Tuesday, August 30, 2022

Hustling for Barakah

Kita memulai sesuatu dengan hal yang mudah terlebih dahulu, agar bisa kita jalani dengan kepala dingin, alih-alih kepanikan, kesembronoan yang membawa malapetaka.

Hidup kita sejauh ini berkebalikan dengan hukum itu. Perjuangan katanya. Yang benar saja.

Kita berlari terlalu kencang di awal, melupakan menghirup udara, menikmati panorama, dan menyapa tetangga.

Kemudian menjadi semacam pembenaran, ketergesa-gesaan itu. Bahwa semua orang sudah jauh di hadapan, kita mungkin akan tidak kebagian.
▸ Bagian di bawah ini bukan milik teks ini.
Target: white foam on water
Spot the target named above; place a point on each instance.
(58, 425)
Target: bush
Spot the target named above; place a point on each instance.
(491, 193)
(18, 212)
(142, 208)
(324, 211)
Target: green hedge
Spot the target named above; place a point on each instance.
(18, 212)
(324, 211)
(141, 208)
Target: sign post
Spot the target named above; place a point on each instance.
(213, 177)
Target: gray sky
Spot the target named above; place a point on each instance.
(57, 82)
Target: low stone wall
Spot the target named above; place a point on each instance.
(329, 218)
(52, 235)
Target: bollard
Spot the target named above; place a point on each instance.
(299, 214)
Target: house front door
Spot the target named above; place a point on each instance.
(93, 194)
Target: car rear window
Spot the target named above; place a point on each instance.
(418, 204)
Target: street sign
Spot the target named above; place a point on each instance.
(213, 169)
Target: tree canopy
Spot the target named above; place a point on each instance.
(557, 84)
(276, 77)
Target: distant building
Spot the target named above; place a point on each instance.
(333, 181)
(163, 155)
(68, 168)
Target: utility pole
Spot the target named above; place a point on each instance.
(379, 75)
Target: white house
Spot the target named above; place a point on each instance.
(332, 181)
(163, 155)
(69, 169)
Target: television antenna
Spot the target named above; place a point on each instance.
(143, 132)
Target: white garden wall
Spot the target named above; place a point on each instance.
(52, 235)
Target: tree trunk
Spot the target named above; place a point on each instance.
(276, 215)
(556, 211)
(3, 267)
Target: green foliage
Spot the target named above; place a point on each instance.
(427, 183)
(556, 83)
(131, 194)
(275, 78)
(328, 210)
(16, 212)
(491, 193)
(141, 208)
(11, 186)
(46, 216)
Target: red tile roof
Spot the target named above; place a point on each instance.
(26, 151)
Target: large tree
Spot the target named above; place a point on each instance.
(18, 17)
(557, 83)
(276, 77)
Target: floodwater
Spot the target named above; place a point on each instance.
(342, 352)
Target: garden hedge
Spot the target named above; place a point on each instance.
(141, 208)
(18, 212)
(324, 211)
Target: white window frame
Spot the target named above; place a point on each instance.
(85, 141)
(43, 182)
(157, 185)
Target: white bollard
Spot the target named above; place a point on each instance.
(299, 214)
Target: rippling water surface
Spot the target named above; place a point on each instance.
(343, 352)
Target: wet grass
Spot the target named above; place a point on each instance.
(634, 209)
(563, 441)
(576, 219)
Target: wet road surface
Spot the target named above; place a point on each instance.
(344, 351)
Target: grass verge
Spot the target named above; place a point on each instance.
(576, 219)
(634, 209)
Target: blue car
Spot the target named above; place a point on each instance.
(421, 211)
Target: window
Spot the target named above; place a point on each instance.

Kebagian apa, itu juga pertanyaannya.

Berapa banyak nafas kita engah, mata kita iritasi, dan senyum terlewati, demi mengejar sesuatu yang kita juga tak tahu pasti.

Keberkahan konsep yang asing, rupanya kita telah salah mengira. Keberkahan yang sebagian besarnya tak membutuhkan balapan.

Mari bersama, jalan perlahan, mungkin sesuatu menunggu di persimpangan.


Thursday, August 25, 2022

Apa yang konservatif pikirkan tentang cinta

Dalam sebuah fragmen kecil di buku saya, saya menjelaskan tentang konservatisme, dan di waktu yang sama linimasa youtube saya sering menampilkan Matt Walsh, Jordan Peterson, dan Candace Owen. Kebetulan? Menurut saya algoritma.

Dengan melihat gerutuan para konservatif di Amerika, ternyata saya baru tahu bahwa saya konservatif juga. Konservatif di manapun sama saja: ingin mempertahankan pranata sosial yang ada, sesimpel karena pranata tersebut terbukti menjaga stabilitas, khususnya stabilitas keluarga dan sosial secara umum. Konservatisme Islam sumbernya jelas, aturan agama yang ditetapkan oleh dimensi yang lebih unggul, melampaui ruang dan waktu, sehingga kita tahu, bahwa dimensi tersebut tentu MAHA TAHU. Aturan tersebut adalah yang terbaik, dan kita akan mempertahankannya.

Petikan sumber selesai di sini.